For example, Kappe and van der Flier [] reported that intelligence accounted for 5% of the variance in students’ GPAs, while Farsides and Woodfield [] reported 4% of final grade being explained by intelligence. The relation between intelligence and scholastic achievement is expected to be lower at university level than at lower levels of education [, ], because of the restricted range of the population at university level []. Furthermore, it is interesting that GK was not a significant predictor of AP. Lack of this association might be due to the construction of TOIM, the GK measure used in this study. As already described in the Method section, TOIM is constructed to reflect knowledge different from that acquired in school. The lack of association between GK and AP in this study could mean that knowledge acquired in a general academic high-school programme, as offered by gymnasiums, could be far more relevant for performance at university. Download Buku Komputer Sd. Moreover, the introduction of personality traits increased the predictive and incremental validity of AP prediction, which was in line with previous findings [,,,, ].

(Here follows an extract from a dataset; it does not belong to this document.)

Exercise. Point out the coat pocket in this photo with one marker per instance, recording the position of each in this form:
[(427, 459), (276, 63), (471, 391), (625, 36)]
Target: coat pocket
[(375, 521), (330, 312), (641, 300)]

Psychoticism was found to be negatively related to AP. This is among the most consistent findings regarding the Gigantic Three personality traits and AP [,, ].

Individuals high on Psychoticism often show behaviour such as poor cooperation with the group, have weak organizational skills, and exhibit low achievement motivation. It is also argued that Psychoticism can serve as a proxy measure for low conscientiousness [], a Big Five trait that usually accounts for a substantial amount of variance in AP [, ]. Extraversion was also shown to be negatively related to AP, which is in line with previous findings [, ]. While pupils may benefit from a higher Extraversion level, it seems that this trait can obstruct performance in academic tasks. Extraverts might tend to spend more time socializing than studying, and could be more easily distracted from studying, thus having lower probability of university graduation. The results did not reveal a significant relation between Neuroticism and AP in this study.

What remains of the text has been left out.